ABOUT SUICIDE AND DEPRESSION
In the Surgeion General's "Call to Action to Prevent Suicide 19999", the rate of suicide among those 10-14 years of age is reported as having increased by 100% from 1980-1996, with a 14% increase for those 15-19. (In this latter age group, suicide is reported as the forth leading cause of death.) Among African-American males in the 15-19 year age group, the rate of increase was 105%. And, of course, these figures don't include all those deaths classified as homicides or accidents that were in fact suicides.

Prescriptions often are provided without the type of psychological assessment generally viewed as necessary in making a differential diagonsis of clinical depression. Instead, there is overreliance on observation of such symptoms as: persistent sadness and hopelessness, withdrawal from friends and previously enjoyed activities, increased irritiability or agitation, missed shcool or poor school performance, changes in eating and sleeping habits, indecision, lack of concentration or forgetfulness, poor self-esteem, guilt, frequent somatic complaints, lack of enthusiasm, low energy, low motivation, substance abuse, recurring thoughts of death or suicide. Clearly all of thse are indicators for concern.

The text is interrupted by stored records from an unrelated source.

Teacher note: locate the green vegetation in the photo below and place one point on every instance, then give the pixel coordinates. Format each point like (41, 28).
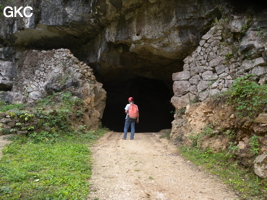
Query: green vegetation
(51, 158)
(247, 97)
(61, 170)
(222, 165)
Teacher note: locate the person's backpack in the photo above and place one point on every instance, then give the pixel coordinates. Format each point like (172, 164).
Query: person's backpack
(133, 111)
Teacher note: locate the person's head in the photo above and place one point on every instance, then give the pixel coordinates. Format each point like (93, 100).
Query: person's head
(130, 99)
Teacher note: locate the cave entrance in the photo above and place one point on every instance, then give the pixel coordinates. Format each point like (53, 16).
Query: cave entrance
(152, 97)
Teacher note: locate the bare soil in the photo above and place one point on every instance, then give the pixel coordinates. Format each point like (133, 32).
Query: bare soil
(149, 167)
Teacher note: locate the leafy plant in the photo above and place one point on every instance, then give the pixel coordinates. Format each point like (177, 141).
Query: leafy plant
(246, 183)
(247, 97)
(254, 144)
(47, 171)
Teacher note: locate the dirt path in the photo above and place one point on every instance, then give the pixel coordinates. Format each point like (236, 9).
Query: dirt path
(149, 168)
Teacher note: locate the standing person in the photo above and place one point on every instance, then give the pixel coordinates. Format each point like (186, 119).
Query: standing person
(132, 116)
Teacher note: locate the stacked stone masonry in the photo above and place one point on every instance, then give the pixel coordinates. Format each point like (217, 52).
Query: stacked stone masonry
(214, 65)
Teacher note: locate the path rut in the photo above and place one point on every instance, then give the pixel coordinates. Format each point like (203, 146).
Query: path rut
(149, 168)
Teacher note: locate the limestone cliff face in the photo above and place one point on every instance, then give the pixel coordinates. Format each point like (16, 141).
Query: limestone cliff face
(115, 37)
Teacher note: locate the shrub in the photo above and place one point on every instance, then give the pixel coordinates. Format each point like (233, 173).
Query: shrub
(247, 97)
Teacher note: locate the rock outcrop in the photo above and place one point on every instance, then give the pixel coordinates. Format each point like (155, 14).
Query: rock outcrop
(40, 73)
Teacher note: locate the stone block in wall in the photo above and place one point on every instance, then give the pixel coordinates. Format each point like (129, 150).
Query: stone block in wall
(183, 101)
(193, 89)
(181, 76)
(194, 80)
(214, 91)
(217, 61)
(202, 85)
(181, 87)
(203, 95)
(220, 69)
(196, 70)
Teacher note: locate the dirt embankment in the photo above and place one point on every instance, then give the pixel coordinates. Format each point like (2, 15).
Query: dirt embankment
(149, 168)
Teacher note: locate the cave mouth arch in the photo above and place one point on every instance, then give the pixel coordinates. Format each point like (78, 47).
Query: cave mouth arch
(152, 97)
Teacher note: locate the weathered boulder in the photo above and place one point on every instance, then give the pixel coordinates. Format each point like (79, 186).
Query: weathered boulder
(41, 73)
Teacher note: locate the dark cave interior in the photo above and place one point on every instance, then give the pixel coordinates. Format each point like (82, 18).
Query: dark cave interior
(152, 97)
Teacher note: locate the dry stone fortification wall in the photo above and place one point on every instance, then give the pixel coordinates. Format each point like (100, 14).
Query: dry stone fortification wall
(218, 60)
(221, 57)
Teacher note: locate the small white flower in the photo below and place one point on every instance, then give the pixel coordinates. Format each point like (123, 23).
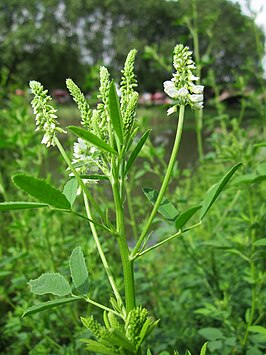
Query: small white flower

GENERAL GUIDELINES FOR PREVENTION
Various efforts have been made to outline guidelines for both primary and secondary prevention. A general syntheses might include:

  • Systemic changes designed to both minimize threats to and enhance feelings of competence, connectedness, and self-determination. Such changes seem easier to accomplish when smaller groupings of students are created by establishing smaller schools within larger ones and small cooperative groups in classroms.
  • Ensure a program is integrated into a comprehensive, multifaceted continuum of interventions.
  • Build school, family, and community capacity for participation.
  • Begin in the primary grades and maintain the whole continuum through high school.
  • Adopt strategies to match the diversity of the consumers and interveners.
  • Develop social, emotional, and cognitive assets and compensatory strategies for coping with deficit areas.
  • Enhance efforts to clarify and communicate norm about appropriate and inappropriate behavior.